Nous ne nous laisserons pas faire !

En appelant salariés et retraités à descendre dans la rue le 17 juin prochain, CGT, CFDT, FSU et Solidaires tirent un signal d’alarme à la hauteur des menaces qui pèsent sur les droits et conditions de travail de millions de salariés.

Temps de travail : les patrons veulent faire la loi !

Le gouvernement veut introduire dans le projet de loi sur le représentativité, fruit d’un accord – une fois n’est pas coutume – entre le patronat et les plus grandes organisations syndicales, une clause permettant la multiplication des heures supplémentaires. Même si la référence aux 35 heures n’est pas formellement abolie, chacun comprendra que dans la réalité c’est la notion même de limitation du temps de travail qui est visée.
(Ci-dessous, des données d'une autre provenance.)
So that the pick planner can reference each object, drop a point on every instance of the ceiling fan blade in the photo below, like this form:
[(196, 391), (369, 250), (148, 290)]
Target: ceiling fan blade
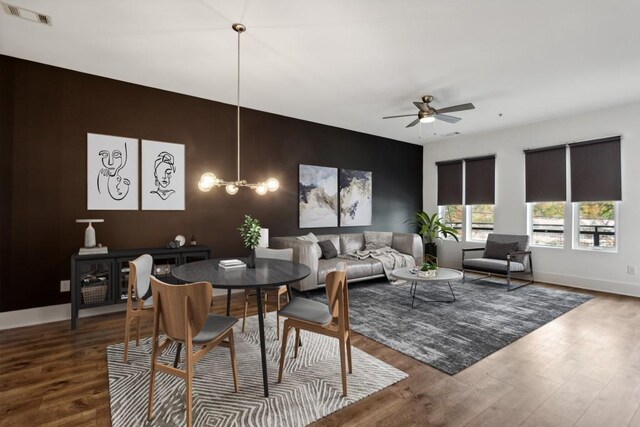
[(421, 106), (394, 117), (413, 123), (461, 107), (448, 119)]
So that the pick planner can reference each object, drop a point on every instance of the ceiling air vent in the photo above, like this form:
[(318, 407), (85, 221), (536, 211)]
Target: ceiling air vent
[(29, 15)]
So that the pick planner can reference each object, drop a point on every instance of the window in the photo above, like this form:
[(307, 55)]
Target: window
[(452, 216), (547, 224), (481, 223), (595, 225)]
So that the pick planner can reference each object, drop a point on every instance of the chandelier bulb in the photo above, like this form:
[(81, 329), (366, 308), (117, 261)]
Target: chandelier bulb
[(272, 184), (207, 181), (231, 189)]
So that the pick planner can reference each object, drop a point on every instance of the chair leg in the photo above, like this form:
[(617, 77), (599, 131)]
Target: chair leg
[(278, 318), (283, 350), (349, 352), (295, 351), (343, 367), (138, 335), (152, 378), (189, 380), (232, 350), (127, 326), (246, 307)]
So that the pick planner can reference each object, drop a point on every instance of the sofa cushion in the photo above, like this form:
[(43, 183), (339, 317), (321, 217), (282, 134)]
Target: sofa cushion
[(497, 250), (351, 242), (329, 250), (334, 238), (377, 239), (355, 268), (489, 264), (312, 238)]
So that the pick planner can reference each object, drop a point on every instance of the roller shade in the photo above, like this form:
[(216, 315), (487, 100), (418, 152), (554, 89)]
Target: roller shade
[(546, 174), (480, 180), (449, 182), (595, 170)]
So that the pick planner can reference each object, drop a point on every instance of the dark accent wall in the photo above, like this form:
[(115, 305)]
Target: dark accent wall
[(46, 115)]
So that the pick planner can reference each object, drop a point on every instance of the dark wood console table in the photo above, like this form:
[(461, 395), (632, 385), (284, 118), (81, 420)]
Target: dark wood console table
[(102, 279)]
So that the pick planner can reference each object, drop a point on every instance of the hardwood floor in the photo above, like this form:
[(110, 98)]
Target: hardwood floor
[(581, 369)]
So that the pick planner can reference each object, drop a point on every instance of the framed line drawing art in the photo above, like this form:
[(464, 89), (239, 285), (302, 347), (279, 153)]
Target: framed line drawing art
[(112, 172), (356, 195), (163, 176), (317, 196)]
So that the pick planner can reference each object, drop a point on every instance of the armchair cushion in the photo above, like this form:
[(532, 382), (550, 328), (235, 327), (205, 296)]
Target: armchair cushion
[(490, 264), (497, 250)]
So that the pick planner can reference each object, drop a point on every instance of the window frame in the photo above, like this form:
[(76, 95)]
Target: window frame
[(468, 217), (530, 226), (575, 238), (441, 214)]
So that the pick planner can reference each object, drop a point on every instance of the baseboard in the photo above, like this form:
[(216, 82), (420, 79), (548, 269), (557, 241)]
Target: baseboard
[(608, 286), (60, 312)]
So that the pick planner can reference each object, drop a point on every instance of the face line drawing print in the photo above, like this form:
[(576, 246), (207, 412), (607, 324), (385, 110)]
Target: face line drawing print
[(163, 170), (109, 175)]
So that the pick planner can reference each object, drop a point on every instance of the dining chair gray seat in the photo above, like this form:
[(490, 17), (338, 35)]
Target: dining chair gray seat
[(307, 311), (213, 327)]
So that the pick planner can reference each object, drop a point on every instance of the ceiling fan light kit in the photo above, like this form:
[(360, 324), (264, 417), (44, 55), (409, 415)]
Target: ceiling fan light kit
[(428, 114), (208, 180)]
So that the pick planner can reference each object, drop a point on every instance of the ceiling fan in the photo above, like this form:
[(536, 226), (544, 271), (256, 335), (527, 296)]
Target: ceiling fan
[(428, 114)]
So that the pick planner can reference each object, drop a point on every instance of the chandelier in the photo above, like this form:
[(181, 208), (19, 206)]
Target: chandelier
[(208, 180)]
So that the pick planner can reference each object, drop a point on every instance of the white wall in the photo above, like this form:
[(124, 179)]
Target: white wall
[(584, 269)]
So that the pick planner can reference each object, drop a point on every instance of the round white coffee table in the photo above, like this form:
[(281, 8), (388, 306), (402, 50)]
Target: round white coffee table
[(444, 275)]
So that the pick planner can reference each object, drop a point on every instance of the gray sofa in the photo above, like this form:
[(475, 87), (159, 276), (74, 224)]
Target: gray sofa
[(306, 253)]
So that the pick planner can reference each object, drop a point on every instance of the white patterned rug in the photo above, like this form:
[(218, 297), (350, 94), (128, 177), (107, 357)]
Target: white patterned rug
[(311, 388)]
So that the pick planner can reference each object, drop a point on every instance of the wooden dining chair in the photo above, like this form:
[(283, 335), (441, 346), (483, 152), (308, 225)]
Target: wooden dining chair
[(139, 301), (332, 320), (276, 292), (184, 313)]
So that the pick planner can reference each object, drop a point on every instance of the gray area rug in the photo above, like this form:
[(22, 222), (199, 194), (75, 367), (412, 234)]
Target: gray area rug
[(311, 388), (451, 337)]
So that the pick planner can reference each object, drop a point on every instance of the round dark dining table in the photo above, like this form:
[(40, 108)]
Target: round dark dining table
[(267, 273)]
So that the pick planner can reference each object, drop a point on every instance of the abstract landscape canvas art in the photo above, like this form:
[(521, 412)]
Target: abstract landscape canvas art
[(318, 196), (356, 191)]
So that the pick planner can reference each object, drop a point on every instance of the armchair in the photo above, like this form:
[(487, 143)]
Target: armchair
[(504, 255)]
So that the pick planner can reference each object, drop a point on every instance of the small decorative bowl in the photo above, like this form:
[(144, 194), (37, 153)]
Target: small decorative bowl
[(427, 274)]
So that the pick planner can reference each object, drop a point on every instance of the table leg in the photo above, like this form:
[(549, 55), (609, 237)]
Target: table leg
[(177, 359), (263, 353), (414, 286)]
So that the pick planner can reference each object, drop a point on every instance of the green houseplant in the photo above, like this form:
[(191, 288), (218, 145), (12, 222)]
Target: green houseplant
[(250, 233), (432, 230)]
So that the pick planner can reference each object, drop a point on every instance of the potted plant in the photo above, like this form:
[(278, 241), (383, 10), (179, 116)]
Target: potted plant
[(250, 233), (432, 230), (428, 269)]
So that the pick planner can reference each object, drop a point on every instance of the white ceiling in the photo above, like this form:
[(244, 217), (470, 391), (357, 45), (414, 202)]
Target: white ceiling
[(348, 63)]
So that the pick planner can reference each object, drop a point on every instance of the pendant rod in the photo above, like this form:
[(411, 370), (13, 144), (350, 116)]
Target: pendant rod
[(239, 31)]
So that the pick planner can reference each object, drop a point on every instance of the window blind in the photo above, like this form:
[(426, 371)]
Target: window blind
[(449, 182), (595, 170), (546, 174), (480, 180)]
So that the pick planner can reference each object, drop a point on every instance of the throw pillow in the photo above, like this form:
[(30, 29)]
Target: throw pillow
[(312, 238), (495, 250), (328, 249), (377, 239)]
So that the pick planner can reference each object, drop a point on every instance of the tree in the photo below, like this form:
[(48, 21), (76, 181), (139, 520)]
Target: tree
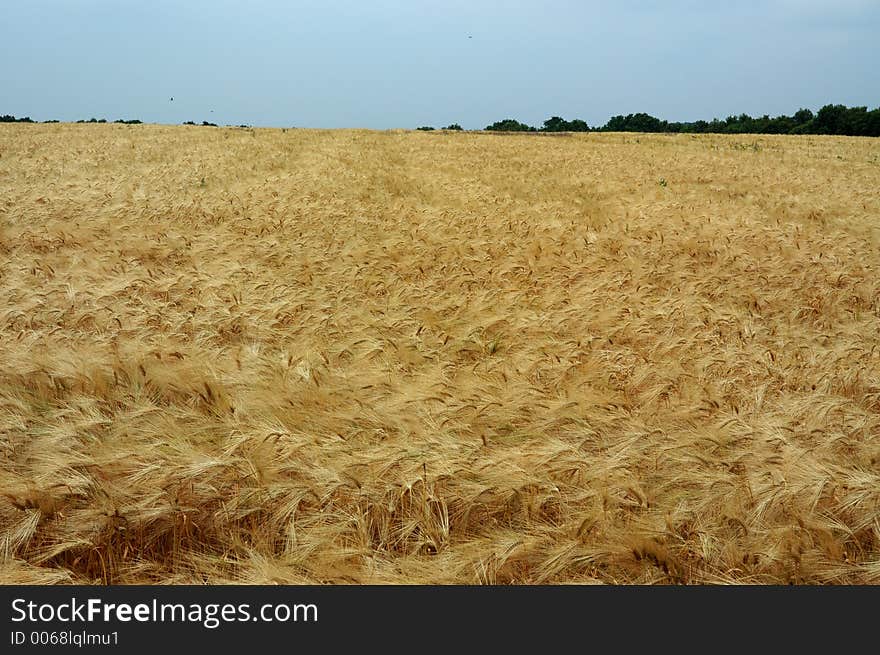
[(510, 125)]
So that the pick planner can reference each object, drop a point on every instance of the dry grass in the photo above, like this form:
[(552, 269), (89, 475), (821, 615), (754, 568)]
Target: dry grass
[(299, 356)]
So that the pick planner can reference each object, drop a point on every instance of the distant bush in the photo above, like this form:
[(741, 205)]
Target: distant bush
[(510, 125), (557, 124)]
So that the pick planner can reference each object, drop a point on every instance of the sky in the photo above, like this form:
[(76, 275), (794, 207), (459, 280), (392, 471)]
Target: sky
[(403, 64)]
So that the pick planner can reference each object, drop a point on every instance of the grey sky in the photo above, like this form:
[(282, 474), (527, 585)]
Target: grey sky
[(384, 64)]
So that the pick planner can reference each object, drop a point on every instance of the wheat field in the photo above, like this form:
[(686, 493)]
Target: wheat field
[(299, 356)]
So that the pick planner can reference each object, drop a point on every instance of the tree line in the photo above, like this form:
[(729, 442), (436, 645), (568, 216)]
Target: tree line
[(830, 119)]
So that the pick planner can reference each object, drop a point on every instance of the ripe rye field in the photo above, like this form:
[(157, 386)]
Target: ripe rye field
[(233, 355)]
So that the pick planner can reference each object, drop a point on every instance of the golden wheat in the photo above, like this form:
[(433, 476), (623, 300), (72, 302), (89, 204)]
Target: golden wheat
[(302, 356)]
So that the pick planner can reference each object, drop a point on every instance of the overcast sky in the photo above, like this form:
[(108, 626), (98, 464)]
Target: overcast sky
[(406, 63)]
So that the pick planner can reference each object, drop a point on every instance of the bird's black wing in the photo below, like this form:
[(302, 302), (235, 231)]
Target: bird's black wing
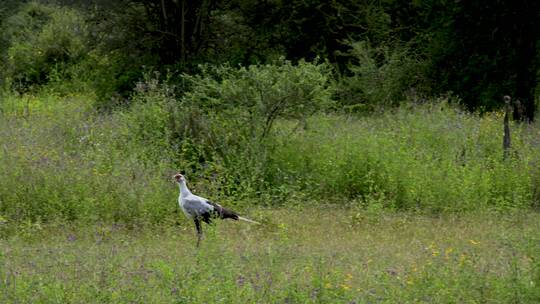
[(223, 213)]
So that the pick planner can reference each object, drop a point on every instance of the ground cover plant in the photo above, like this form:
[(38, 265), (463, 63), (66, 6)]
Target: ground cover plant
[(367, 138), (299, 255)]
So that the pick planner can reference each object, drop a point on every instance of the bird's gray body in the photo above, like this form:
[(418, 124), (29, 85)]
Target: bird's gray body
[(194, 206), (200, 209)]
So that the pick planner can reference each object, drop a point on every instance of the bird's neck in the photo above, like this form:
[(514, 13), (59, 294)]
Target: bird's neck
[(184, 191)]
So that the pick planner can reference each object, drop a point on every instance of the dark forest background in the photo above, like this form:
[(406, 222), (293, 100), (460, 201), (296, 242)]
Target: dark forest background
[(475, 50)]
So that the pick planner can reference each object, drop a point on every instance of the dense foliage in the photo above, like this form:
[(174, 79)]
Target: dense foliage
[(478, 50)]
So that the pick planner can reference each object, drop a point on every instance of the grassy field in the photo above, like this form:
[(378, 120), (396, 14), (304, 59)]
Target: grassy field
[(324, 255)]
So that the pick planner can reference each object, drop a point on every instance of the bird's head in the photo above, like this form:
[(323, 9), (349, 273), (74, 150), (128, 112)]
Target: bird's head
[(179, 178)]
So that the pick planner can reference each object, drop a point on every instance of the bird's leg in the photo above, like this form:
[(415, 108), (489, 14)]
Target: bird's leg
[(199, 230)]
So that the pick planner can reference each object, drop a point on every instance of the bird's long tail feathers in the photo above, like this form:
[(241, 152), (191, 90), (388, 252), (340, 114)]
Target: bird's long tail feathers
[(248, 220)]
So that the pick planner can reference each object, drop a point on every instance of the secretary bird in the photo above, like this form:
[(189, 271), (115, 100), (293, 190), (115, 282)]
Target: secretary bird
[(199, 208)]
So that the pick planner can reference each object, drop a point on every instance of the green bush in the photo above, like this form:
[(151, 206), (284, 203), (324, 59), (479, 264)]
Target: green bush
[(42, 39), (379, 77)]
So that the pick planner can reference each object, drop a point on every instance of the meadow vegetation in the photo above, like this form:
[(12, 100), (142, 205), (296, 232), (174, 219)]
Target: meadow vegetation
[(373, 183)]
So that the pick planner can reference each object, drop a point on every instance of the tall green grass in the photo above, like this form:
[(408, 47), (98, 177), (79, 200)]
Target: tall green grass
[(62, 160), (431, 157), (306, 256)]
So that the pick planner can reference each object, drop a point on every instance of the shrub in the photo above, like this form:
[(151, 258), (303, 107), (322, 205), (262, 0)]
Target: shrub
[(380, 77), (41, 39)]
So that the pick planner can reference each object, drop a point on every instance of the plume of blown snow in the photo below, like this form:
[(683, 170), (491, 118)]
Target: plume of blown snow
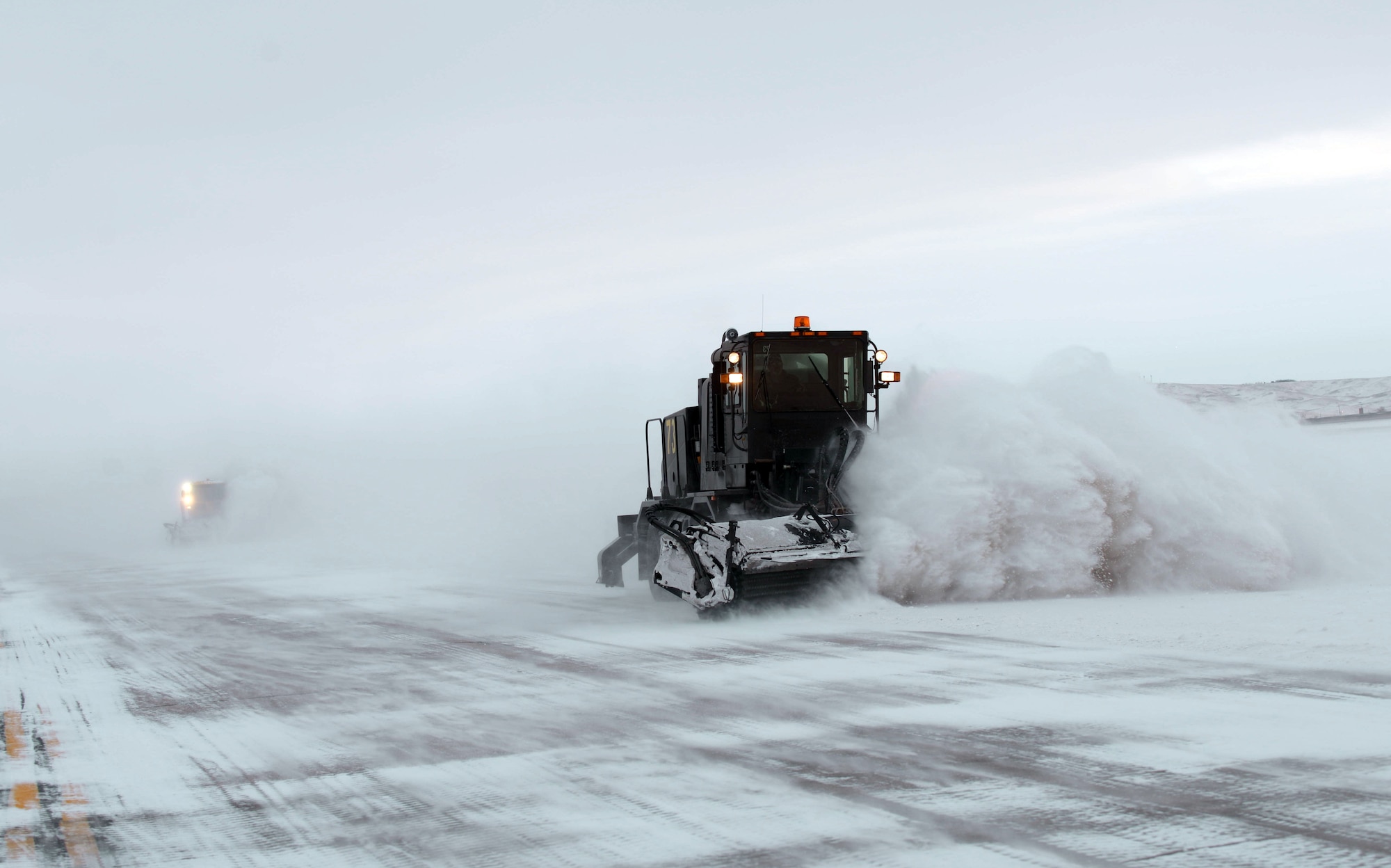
[(1084, 482)]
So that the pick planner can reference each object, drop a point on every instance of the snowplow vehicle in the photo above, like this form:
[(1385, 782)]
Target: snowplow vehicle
[(750, 506), (202, 510)]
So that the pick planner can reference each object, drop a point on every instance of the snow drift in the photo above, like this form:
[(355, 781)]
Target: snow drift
[(1086, 481)]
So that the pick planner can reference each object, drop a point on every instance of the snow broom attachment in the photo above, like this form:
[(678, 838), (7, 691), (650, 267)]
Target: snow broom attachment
[(718, 564)]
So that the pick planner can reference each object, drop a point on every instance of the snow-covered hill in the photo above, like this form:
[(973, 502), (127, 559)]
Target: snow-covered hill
[(1305, 399)]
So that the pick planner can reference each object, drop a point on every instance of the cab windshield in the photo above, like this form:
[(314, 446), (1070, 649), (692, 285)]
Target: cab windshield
[(807, 375)]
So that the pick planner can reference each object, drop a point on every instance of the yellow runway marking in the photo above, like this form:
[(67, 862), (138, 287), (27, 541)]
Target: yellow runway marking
[(77, 834), (15, 745), (24, 796)]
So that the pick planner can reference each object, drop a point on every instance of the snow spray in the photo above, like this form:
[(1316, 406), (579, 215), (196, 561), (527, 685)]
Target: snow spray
[(1086, 482)]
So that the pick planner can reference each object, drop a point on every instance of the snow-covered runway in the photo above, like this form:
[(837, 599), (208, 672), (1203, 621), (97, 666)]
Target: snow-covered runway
[(186, 709)]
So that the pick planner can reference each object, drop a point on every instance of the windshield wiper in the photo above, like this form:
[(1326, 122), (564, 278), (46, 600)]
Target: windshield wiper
[(830, 392)]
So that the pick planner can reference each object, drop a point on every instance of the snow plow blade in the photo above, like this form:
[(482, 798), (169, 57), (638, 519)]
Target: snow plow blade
[(716, 565)]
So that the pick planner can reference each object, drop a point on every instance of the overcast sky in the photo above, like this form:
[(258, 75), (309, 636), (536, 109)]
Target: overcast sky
[(340, 211)]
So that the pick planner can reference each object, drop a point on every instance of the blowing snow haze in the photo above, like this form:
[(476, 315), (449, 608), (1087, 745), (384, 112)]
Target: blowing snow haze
[(432, 265)]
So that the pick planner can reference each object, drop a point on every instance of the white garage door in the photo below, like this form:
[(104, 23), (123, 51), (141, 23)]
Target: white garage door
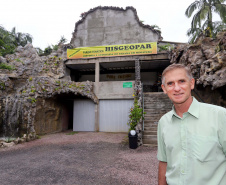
[(114, 115), (84, 115)]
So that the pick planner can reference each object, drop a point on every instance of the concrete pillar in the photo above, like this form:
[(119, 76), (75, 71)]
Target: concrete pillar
[(96, 90), (97, 72), (97, 117)]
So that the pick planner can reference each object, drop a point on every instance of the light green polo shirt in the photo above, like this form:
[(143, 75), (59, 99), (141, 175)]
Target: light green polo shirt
[(194, 146)]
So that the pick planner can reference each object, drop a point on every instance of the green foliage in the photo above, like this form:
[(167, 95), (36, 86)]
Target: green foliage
[(6, 66), (39, 51), (48, 50), (2, 85), (136, 113), (156, 27), (33, 100), (57, 82), (9, 40), (202, 21)]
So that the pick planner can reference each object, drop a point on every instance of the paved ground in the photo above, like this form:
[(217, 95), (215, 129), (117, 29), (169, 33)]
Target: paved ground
[(83, 158)]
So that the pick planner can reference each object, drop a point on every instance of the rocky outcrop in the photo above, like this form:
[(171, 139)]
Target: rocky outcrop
[(33, 79), (207, 60)]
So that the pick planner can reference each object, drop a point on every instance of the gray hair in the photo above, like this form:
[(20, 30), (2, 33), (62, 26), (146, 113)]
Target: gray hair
[(176, 66)]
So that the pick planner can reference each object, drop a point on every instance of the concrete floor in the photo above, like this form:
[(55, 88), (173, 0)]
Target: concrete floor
[(82, 158)]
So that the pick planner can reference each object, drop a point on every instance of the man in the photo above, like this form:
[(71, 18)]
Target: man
[(192, 136)]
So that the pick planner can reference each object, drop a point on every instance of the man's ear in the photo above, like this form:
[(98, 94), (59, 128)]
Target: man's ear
[(192, 83), (164, 89)]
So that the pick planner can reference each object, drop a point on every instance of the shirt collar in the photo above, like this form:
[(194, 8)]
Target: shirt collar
[(193, 109)]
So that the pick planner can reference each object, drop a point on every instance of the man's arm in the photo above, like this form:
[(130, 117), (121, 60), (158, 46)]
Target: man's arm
[(162, 173)]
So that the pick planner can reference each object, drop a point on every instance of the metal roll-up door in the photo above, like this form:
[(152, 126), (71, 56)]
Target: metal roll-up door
[(114, 115), (84, 115)]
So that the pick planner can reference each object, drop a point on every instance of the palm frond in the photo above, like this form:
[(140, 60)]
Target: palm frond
[(192, 7)]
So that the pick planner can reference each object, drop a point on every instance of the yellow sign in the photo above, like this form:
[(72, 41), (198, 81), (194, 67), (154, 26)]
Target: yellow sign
[(113, 50)]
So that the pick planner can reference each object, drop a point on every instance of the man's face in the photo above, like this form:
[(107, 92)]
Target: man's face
[(178, 86)]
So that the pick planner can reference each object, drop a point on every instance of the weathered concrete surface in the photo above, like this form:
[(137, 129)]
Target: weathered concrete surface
[(110, 26), (33, 80), (83, 158)]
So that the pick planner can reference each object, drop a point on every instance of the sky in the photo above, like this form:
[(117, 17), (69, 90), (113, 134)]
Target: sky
[(48, 20)]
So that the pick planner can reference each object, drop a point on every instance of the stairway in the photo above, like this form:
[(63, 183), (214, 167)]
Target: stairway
[(156, 104)]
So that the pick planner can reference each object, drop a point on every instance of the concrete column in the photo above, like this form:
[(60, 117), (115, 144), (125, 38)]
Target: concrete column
[(96, 90), (97, 117), (97, 72)]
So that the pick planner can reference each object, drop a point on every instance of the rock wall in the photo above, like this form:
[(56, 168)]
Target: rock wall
[(28, 92), (110, 26), (207, 60)]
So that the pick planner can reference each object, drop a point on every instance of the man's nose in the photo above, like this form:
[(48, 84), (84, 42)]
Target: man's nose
[(177, 87)]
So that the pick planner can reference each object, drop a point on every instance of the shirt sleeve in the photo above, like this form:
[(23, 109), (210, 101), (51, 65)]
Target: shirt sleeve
[(222, 131), (161, 144)]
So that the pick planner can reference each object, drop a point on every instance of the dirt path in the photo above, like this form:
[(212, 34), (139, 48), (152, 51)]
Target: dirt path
[(82, 158)]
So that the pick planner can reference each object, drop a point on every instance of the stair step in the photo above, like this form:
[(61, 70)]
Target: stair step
[(150, 129), (149, 141)]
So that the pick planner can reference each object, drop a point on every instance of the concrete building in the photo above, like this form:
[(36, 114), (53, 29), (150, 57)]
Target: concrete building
[(106, 26)]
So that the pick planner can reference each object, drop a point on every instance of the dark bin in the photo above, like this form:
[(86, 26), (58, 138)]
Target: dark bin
[(133, 141)]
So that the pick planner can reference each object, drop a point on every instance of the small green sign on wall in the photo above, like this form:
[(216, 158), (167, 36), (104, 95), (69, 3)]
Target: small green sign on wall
[(127, 84)]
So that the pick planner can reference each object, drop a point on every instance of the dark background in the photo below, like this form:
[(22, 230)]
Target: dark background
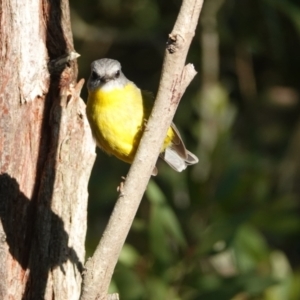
[(229, 227)]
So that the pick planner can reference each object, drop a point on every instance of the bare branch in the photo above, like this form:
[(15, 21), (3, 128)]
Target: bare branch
[(174, 80)]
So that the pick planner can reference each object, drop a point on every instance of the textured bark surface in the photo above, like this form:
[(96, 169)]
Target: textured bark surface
[(46, 154)]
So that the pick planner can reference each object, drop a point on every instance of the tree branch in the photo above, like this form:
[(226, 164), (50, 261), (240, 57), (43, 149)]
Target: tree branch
[(174, 80)]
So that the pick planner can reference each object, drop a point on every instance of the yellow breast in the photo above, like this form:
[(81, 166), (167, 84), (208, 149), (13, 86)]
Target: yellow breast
[(117, 118)]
Et donc le seul critère qui subsisterait serait la réglementation européenne fixant la durée maximale à 48 heures… Chacun pourra travailler autant qu’il le souhaite… ou plutôt chacun devra travailler autant que son patron le veut !

Travailler plus… pour quoi déjà ?

Ce texte démontre à quel point la traduction dans la réalité du « travailler plus pour gagner plus » promis aux Français ne retient décidément que la première partie du slogan, déjà largement et lourdement vécue par des millions de salariés. Travailler plus, oui, mais surtout pour abaisser le « coût du travail »… c’est-à-dire les salaires, et pour augmenter les bénéfices des patrons et les dividendes des actionnaires.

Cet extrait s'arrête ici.